The Cloud Sees PERSON, You See Your Name

You have something personal to ask the AI assistant. A draft email with names in it. A summary of a doc with email addresses or phone numbers. You want the LLM's help but pasting it straight into a cloud provider stops you. So you redact by hand, paste the masked version, mentally translate back when reading the response. Tedious, and the LLM doesn't know what kind of thing you redacted.

The latest Monadic Chat, an AI chat platform I work on, does this for you, invisibly. You type the original. Before send, a local detector replaces PII (personally identifiable information) with typed placeholders. The LLM gets <<PERSON_1>>; you keep seeing the real name on screen. When the response comes back, any placeholders it preserved are restored to the original values for display.

Monadic Chat Chat Plus conversation: a user message asking for a draft email to "Kevin Park" with office number "555-123-4567", and the assistant's email reply containing the same values. Both occurrences of the name and phone number are visibly highlighted, indicating the privacy filter detected them as PII

Privacy Registry modal listing two mappings: PERSON_1 to Kevin Park (PERSON), PHONE_NUMBER_1 to 555-123-4567 (PHONE_NUMBER). A note above the table reads "This list is held in memory only and is cleared when the conversation is closed.
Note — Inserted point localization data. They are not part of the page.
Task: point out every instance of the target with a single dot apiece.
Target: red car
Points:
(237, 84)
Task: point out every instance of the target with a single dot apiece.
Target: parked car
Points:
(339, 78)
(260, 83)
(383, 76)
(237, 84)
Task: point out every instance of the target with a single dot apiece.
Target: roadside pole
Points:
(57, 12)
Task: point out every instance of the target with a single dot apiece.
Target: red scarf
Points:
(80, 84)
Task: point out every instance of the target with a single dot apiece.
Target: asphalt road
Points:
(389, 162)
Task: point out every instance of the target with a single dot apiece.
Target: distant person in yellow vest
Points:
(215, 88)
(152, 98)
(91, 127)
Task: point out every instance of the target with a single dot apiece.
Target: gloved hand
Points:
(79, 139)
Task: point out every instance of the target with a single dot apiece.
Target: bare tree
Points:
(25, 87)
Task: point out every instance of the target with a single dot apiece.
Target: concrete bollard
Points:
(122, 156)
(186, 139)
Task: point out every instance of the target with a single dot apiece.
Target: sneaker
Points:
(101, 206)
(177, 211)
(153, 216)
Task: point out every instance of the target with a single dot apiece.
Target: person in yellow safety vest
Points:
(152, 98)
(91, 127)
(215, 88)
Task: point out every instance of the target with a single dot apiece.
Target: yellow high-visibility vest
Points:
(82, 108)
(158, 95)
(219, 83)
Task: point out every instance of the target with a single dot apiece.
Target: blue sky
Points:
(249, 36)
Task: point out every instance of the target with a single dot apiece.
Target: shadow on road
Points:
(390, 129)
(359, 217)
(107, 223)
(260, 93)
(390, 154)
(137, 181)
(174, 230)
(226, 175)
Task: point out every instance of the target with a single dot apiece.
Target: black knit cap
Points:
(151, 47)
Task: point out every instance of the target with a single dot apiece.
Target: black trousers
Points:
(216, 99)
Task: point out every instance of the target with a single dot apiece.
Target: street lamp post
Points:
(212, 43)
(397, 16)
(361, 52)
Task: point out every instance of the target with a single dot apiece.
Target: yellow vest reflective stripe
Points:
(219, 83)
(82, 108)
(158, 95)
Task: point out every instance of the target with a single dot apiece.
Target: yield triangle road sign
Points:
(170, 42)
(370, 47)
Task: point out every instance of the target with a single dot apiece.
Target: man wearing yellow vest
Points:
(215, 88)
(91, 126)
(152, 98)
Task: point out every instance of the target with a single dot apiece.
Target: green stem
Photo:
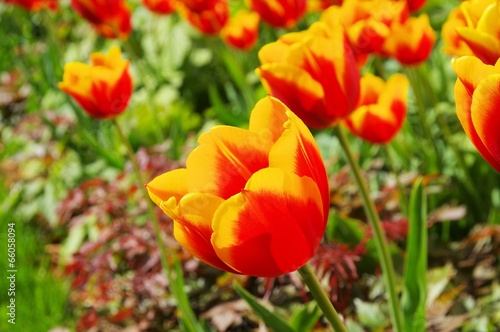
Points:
(146, 67)
(324, 303)
(402, 196)
(191, 324)
(380, 240)
(154, 218)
Copy is intentionally disabled to avoid accidental disclosure."

The detector runs in its own Docker container with Microsoft Presidio + spaCy. Presidio handles pattern-based categories (email, phone, credit card, SSN, IP, URL, and others); a local spaCy NER model handles context-dependent ones (people, organizations). Detection is multilingual, supporting 9 languages.
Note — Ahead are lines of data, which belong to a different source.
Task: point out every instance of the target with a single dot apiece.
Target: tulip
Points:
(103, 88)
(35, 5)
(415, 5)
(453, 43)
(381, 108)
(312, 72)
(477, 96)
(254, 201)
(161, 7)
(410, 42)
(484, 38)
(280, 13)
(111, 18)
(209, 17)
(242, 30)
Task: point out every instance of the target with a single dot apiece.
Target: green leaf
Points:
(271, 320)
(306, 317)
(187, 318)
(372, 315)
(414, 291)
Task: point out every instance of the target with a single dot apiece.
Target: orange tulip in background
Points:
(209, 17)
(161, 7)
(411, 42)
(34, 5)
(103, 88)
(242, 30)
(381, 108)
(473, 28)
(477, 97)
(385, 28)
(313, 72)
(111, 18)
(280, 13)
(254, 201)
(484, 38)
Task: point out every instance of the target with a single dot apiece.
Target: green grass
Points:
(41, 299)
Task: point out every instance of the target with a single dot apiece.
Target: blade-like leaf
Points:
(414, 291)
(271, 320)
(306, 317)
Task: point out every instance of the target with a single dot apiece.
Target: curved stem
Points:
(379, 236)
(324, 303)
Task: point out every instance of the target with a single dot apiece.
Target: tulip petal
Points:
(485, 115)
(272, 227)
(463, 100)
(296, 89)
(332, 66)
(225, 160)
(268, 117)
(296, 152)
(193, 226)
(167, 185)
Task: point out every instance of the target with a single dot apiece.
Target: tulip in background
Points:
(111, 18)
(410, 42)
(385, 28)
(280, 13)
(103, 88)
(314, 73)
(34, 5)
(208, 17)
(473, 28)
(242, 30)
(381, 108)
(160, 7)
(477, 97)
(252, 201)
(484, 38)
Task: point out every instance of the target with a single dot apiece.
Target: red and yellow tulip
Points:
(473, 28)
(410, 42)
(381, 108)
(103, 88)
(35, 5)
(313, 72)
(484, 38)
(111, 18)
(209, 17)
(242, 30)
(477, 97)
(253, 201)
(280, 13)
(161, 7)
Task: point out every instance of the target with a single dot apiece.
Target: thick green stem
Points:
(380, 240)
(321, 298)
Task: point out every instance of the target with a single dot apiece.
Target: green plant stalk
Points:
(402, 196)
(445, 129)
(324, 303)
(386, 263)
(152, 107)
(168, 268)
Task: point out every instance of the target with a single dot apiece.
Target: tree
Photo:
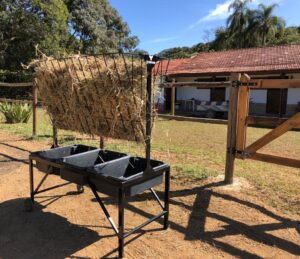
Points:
(96, 27)
(266, 23)
(27, 23)
(237, 22)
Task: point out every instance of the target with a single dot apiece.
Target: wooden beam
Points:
(200, 85)
(289, 124)
(275, 83)
(276, 160)
(231, 131)
(192, 119)
(266, 121)
(173, 97)
(242, 113)
(15, 84)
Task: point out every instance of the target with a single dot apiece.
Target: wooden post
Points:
(173, 89)
(242, 114)
(55, 139)
(231, 130)
(34, 111)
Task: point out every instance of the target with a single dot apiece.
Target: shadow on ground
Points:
(39, 234)
(200, 213)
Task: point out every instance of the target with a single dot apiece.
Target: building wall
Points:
(186, 93)
(258, 98)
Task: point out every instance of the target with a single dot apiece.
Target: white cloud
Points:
(221, 12)
(159, 40)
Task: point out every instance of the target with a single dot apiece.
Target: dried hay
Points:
(95, 95)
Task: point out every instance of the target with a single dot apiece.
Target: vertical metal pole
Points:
(150, 66)
(173, 97)
(31, 180)
(101, 142)
(34, 105)
(167, 197)
(121, 222)
(55, 141)
(232, 129)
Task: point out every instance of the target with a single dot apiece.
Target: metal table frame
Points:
(119, 230)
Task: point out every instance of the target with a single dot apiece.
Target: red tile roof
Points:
(269, 59)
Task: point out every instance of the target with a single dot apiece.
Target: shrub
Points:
(16, 112)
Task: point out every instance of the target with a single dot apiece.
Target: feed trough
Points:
(48, 161)
(75, 166)
(124, 110)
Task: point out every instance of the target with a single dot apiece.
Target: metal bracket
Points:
(239, 83)
(231, 150)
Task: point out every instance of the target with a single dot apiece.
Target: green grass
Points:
(197, 150)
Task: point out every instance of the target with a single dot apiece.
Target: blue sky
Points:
(162, 24)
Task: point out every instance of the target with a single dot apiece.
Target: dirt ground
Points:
(207, 220)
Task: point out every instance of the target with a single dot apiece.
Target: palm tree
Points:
(267, 23)
(237, 22)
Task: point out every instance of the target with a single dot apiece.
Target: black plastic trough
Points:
(50, 160)
(75, 166)
(130, 175)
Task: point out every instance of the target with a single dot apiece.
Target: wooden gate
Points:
(239, 119)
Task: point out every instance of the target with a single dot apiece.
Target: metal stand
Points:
(33, 191)
(121, 208)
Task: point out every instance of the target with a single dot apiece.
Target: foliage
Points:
(58, 27)
(27, 23)
(96, 27)
(15, 112)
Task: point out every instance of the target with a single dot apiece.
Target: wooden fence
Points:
(33, 101)
(239, 119)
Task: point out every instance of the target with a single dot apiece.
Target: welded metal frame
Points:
(34, 191)
(119, 230)
(121, 198)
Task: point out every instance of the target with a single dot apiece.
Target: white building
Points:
(279, 62)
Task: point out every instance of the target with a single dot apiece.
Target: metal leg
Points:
(167, 192)
(121, 223)
(31, 180)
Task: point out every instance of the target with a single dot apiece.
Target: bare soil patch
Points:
(207, 220)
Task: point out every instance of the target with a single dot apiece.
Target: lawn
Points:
(197, 150)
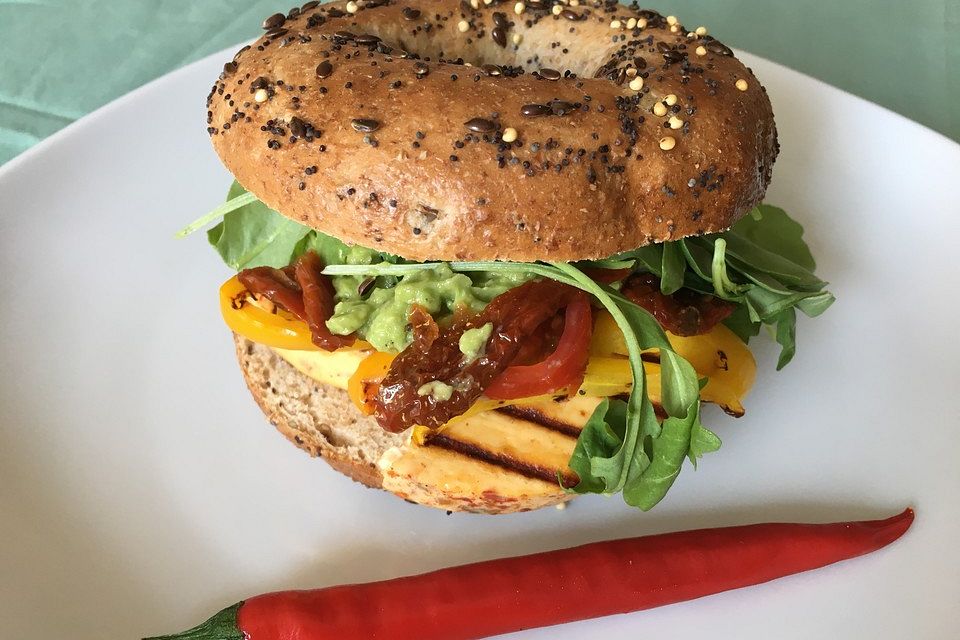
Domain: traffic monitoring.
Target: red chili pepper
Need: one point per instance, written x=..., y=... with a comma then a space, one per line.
x=500, y=596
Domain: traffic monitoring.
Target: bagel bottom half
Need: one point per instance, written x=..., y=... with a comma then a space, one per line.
x=323, y=421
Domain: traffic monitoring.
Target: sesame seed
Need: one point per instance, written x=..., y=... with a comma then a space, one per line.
x=365, y=125
x=324, y=69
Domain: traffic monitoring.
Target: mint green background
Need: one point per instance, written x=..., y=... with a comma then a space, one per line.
x=60, y=60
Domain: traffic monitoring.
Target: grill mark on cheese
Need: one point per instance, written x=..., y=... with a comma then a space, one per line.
x=502, y=460
x=530, y=414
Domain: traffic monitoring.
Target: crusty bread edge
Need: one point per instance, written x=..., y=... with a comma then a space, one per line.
x=274, y=383
x=358, y=470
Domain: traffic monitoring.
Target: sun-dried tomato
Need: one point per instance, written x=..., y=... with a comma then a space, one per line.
x=404, y=399
x=684, y=313
x=304, y=291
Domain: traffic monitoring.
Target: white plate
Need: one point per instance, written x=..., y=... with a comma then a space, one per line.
x=141, y=489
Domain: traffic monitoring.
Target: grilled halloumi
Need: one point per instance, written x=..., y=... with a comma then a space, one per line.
x=514, y=457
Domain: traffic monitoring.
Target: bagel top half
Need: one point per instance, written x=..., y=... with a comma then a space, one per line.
x=383, y=123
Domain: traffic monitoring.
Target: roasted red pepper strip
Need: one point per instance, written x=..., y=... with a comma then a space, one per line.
x=564, y=368
x=401, y=399
x=304, y=291
x=501, y=596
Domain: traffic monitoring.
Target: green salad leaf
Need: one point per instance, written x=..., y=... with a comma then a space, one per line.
x=762, y=264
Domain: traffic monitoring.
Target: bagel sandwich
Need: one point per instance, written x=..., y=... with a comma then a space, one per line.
x=494, y=255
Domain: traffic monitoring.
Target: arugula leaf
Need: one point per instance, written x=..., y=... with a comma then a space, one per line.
x=602, y=435
x=673, y=268
x=669, y=449
x=786, y=322
x=254, y=235
x=771, y=228
x=741, y=324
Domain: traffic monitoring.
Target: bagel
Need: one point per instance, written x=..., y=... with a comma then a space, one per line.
x=437, y=130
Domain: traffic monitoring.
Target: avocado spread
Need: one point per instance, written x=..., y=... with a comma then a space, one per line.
x=473, y=342
x=380, y=314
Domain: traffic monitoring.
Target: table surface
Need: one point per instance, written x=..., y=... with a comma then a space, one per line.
x=64, y=59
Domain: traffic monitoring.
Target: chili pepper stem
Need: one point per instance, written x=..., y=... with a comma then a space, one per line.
x=221, y=626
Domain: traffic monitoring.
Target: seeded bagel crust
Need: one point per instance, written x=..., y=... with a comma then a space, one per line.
x=373, y=147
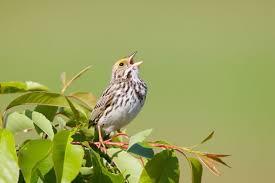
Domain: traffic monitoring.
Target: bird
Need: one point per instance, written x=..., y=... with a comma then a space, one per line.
x=122, y=100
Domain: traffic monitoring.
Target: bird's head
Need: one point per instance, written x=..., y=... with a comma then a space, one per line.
x=126, y=68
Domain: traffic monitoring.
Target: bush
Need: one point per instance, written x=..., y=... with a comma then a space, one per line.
x=54, y=143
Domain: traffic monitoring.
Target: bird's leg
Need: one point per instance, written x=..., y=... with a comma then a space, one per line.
x=102, y=148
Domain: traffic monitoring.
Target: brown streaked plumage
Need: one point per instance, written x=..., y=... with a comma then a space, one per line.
x=122, y=99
A few properties that matter:

  • Per-session: each chat gets its own placeholder registry, in memory. Nothing accumulates as a growing on-disk record of who you've talked about. If you export an encrypted session and import it again later, the registry is restored alongside the conversation, so masking keeps working on follow-up turns.
  • Per-app: the toggle shows up only on apps where masking makes sense (Chat Plus, Mail Composer, Translate, Second Opinion). Apps focused on code generation or media output don't expose it, since their inputs rarely carry personal information.
  • Fail-closed: in the unlikely event the privacy container can't run, the main chat still works, but background calls that would send extra text to the cloud (title suggestion, second opinion) are skipped rather than sent without masking.
  • Detection is probabilistic: pattern-based categories (emails, phones, etc.) are caught reliably, but the NER paths for names and organizations will sometimes miss novel forms or edge cases. The filter substantially reduces what leaves the machine; it doesn't guarantee zero leakage.

The LLM only sees the type label (<<PERSON_1>>, <<EMAIL_1>>), not the actual value. It knows what kind of thing is hidden, but not which specific one. For rewriting, summarizing, translating, drafting, that level of knowledge is enough. For tasks where the specific value matters, you can just turn the filter off for that session.